I found re.split doesn't split with zero-width regex · Issue #47512 · python/cpython · GitHub via the old bug tracker, via an old accepted Stack Overflow answer. I don’t see any resolution described. According to Github’s migrated version, the issue was closed in 2010 as “completed”, but the archived bug tracker states that the resolution for the bug is “rejected”… and mentions a patch being accepted in merged in 2017, way after the supposed closure.

It seems there was a patch proposed as early as 2004, which got rejected when the corresponding issue was marked as a duplicate of the first one. Then there’s another report from 2003 that also seems to have gone nowhere.

Indeed, the bug is no longer there in contemporary versions of Python. For example:

$ python
Python 3.8.10 (default, May 26 2023, 14:05:08) 
[GCC 9.4.0] on linux
Type "help", "copyright", "credits" or "license" for more information.
>>> import re
>>> re.split(r'\b', 'a b')
['', 'a', ' ', 'b', '']
>>> re.split(r'(?<!\w)(?=\w)', 'a b')
['', 'a ', 'b']

I don’t know how to parse all of this. It seems like information got mangled by the bug tracker migration, and the legacy format is basically incomprehensible to me.

What version of Python actually introduced the fix?

In general, how am I meant to answer such a question myself?

(Reading the Stack Overflow page a bit further, it seems people claim the bug was fixed in 3.7. I think that lines up with the 2017 timeline? but that doesn’t give me clear evidence or documentation. It also seems strange that it really would have taken that long.)

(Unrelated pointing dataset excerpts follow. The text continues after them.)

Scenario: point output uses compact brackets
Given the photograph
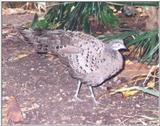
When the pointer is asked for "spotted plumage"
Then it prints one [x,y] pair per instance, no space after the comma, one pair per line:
[90,61]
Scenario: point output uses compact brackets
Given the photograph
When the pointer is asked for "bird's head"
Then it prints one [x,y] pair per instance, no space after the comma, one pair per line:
[117,44]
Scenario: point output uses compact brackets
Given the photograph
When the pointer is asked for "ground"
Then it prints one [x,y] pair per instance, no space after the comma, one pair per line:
[44,89]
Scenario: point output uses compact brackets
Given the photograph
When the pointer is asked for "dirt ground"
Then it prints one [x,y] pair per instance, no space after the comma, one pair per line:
[44,90]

The re.split doc says 3.7. What’s New In Python 3.7 mentions it in two sections (search for “split” on that page), which refer to issue and issue, where I think you can find the info.

1 Like

The most visible change is the change in re.split(). This is compatibility breaking change, and it affects third-party code. But ValueError or FutureWarning were raised for patterns that will change the behavior in this PR for two Python releases, since Python 3.5.

That explains at least part of the lag time, anyway.